How Does Indiana Jones’ Whip Work? 

Indiana Jones' whip is an amazing tool, and best of all, it functions realistically in the movies.

By Chris Snellgrove | Published

When it comes to summer blockbusters, everything old is new again: even as veteran franchises like Transformers roar back into theaters, Harrison Ford is suiting up as Indiana Jones one last time in Dial of Destiny. This has led a new generation of Indy fans to ask about the character’s famous bullwhip, including how it works and whether anybody could pull off those cool whip tricks in real life. And while we don’t know how to point you to the “fortune and glory” that Indiana Jones seeks, we’ve got the full breakdown of how his whip really works.

As you might expect, Indiana Jones isn’t using just any whip. Beginning in Raiders of the Lost Ark, Indy used the 450 series of bullwhips, and multiple whips were used in the production of each movie. Some of the whips were as short as six feet, and some were as long as 16 feet, with the different sizes helping to make some of the killer action scenes and stunts into a reality.

Over the years, the bullwhips used by Indiana Jones have changed slightly, but David Morgan designed all of the original ones. One surprising fact about these whips is that the ones for the first film were made out of kip hide, and the whips for later films were made out of kangaroo hide. Additionally, the foundation of each whip’s handle is a steel spike measuring eight inches long, which gives weight to the whip when it’s in use.

The Mythbusters using a whip to disarm an attacker

However, fans’ biggest questions about the Indiana Jones whips haven’t focused on how they are made so much as on how they work. In real life, could somebody with this type of bullwhip actually perform some of the crazy stunts we see Indy perform? According to a 2015 episode of Mythbusters, the answer to that question is a resounding (and surprising) “yes.”

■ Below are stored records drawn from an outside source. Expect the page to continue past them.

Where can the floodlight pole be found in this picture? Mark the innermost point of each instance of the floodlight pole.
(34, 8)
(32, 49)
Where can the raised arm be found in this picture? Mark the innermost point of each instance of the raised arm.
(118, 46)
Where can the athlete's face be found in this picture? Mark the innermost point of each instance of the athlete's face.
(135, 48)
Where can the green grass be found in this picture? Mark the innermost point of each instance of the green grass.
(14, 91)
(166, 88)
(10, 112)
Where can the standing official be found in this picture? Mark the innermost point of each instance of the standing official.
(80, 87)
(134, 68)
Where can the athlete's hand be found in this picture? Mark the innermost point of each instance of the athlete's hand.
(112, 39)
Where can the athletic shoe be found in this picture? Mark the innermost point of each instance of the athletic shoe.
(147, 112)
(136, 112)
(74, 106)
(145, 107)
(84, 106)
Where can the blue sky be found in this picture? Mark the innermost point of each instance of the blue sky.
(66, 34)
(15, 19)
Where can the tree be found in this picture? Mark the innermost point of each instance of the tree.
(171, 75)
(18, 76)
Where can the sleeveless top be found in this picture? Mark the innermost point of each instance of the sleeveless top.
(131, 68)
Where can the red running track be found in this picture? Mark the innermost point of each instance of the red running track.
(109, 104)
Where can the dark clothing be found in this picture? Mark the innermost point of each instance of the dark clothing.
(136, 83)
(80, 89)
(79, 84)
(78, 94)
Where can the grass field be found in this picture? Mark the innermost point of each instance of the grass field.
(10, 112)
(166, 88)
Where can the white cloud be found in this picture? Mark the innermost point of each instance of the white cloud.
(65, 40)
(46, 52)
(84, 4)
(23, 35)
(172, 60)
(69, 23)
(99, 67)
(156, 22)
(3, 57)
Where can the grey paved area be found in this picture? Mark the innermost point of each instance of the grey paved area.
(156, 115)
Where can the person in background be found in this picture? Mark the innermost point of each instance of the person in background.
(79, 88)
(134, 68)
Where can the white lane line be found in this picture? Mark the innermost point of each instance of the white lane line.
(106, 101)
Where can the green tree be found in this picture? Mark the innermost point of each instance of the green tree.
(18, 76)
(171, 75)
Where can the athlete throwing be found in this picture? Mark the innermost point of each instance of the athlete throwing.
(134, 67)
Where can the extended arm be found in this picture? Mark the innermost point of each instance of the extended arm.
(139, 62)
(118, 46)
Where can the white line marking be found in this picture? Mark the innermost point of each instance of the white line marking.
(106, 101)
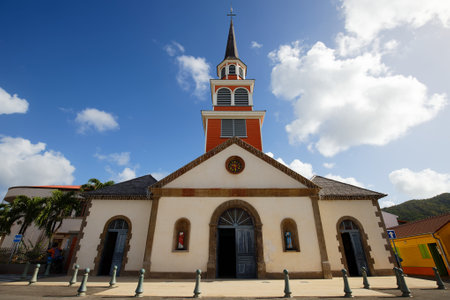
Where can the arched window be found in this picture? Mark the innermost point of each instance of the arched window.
(223, 97)
(240, 97)
(232, 70)
(181, 234)
(222, 73)
(289, 235)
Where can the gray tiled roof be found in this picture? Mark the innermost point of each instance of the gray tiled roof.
(332, 189)
(134, 187)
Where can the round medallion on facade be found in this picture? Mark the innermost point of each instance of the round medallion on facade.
(235, 165)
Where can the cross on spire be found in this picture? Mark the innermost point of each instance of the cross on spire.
(231, 15)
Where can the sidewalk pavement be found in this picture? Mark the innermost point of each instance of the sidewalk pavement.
(97, 288)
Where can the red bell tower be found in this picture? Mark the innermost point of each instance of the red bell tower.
(232, 100)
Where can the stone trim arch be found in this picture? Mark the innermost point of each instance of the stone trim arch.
(289, 224)
(101, 244)
(364, 240)
(182, 224)
(260, 264)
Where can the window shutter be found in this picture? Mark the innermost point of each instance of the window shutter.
(224, 97)
(227, 128)
(239, 128)
(240, 97)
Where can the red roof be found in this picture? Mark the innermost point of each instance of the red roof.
(425, 226)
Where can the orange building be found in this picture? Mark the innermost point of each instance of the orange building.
(424, 244)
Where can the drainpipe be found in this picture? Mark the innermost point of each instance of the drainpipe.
(442, 250)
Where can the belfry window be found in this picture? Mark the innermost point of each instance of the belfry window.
(240, 97)
(233, 127)
(222, 73)
(224, 97)
(232, 70)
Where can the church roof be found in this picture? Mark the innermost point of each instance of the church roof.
(336, 190)
(424, 226)
(237, 141)
(135, 188)
(231, 50)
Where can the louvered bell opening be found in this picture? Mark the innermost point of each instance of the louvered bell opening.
(232, 70)
(224, 97)
(227, 128)
(241, 97)
(239, 128)
(235, 217)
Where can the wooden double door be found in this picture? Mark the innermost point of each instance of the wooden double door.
(236, 255)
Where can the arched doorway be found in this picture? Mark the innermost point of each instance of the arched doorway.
(113, 247)
(258, 257)
(355, 255)
(236, 257)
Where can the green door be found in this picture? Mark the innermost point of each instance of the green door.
(438, 261)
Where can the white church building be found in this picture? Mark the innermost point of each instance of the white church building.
(234, 212)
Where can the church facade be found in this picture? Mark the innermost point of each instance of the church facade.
(234, 212)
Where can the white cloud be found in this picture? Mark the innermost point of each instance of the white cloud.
(304, 169)
(96, 119)
(423, 184)
(120, 159)
(194, 69)
(125, 175)
(348, 102)
(256, 45)
(174, 48)
(24, 163)
(349, 180)
(329, 165)
(12, 104)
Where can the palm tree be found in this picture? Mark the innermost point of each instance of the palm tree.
(95, 184)
(57, 207)
(23, 209)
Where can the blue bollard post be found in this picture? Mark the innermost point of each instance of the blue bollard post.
(73, 280)
(287, 288)
(347, 290)
(25, 271)
(112, 282)
(83, 288)
(34, 277)
(140, 289)
(365, 281)
(439, 281)
(198, 277)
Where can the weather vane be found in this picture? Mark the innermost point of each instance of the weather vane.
(231, 15)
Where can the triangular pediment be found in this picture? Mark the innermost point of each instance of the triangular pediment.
(209, 171)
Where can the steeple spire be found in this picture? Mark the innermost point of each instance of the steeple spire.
(231, 50)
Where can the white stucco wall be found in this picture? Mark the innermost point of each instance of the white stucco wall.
(199, 211)
(138, 211)
(212, 173)
(362, 210)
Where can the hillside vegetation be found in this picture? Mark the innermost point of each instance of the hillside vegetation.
(419, 209)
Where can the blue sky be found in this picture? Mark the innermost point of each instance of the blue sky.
(354, 90)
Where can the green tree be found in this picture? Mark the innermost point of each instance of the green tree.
(57, 207)
(95, 184)
(23, 209)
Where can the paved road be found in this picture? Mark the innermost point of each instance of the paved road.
(382, 288)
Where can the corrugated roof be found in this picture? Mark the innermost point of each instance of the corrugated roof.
(332, 189)
(424, 226)
(134, 187)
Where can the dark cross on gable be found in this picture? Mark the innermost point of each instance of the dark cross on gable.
(231, 15)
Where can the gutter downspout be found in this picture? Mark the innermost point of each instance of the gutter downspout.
(442, 250)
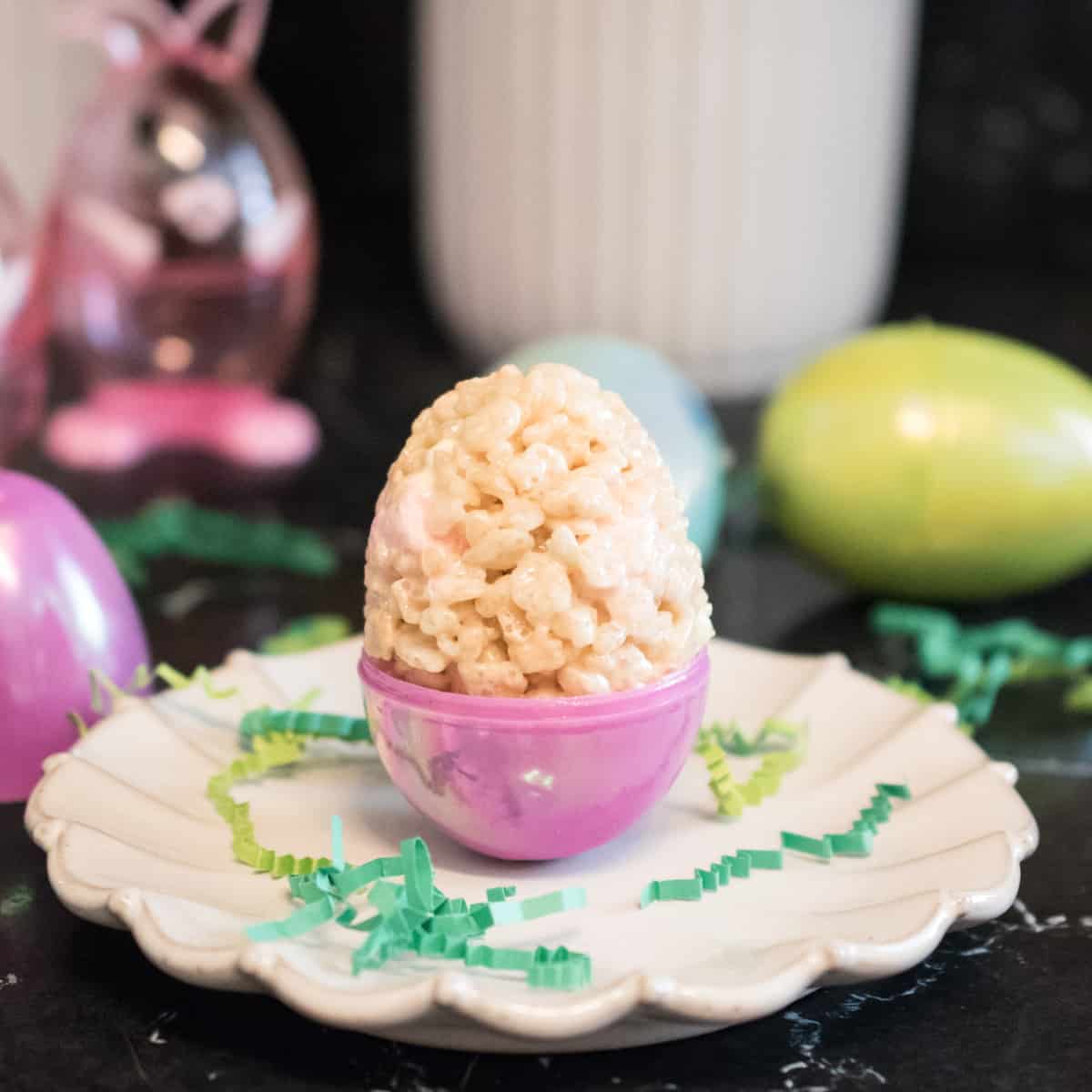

For example, one of the myths they explored is whether Indiana Jones could use the bullwhip to disarm opponents holding a gun or other weapon. The disarming ended up being the easy part: because being hit with a whip is like being cut with a knife, somebody struck in the hand would instantly drop whatever weapon they were holding.

Interestingly, the Mythbusters discovered that with a bit of practice, it would be possible for somebody to even wrap the whip around a gun and yank it away, which is something we have seen Indy do in a fight.

Harrison Ford still using the whip in Dial of Destiny

The more interesting myth they explored is whether Indiana Jones would actually be able to wrap his whip around an overhead branch and safely swing across a deadly chasm to the other side in Raiders of the Lost Ark. This myth ended up being true, but only after a bit of trial and error.

The Mythbusters discovered that while the prop branch used in the film was too smooth, a more realistic tree branch would have enough of a rough texture for the whip to gain purchase and for a man to swing across.

If you don’t know much about whips, then you may have one last question about Indiana Jones’ favorite weapon before you go see Dial of Destiny: why does it make that cracking sound? The answer is that the end of the whip is so fast in motion that it breaks the sound barrier, and that is what causes the loud “cracking noise.”

Just be careful if you play around with one…we’re not taking the blame if you end up giving yourself a scar with the whip and then start yelling at everyone about what objects belong in a museum.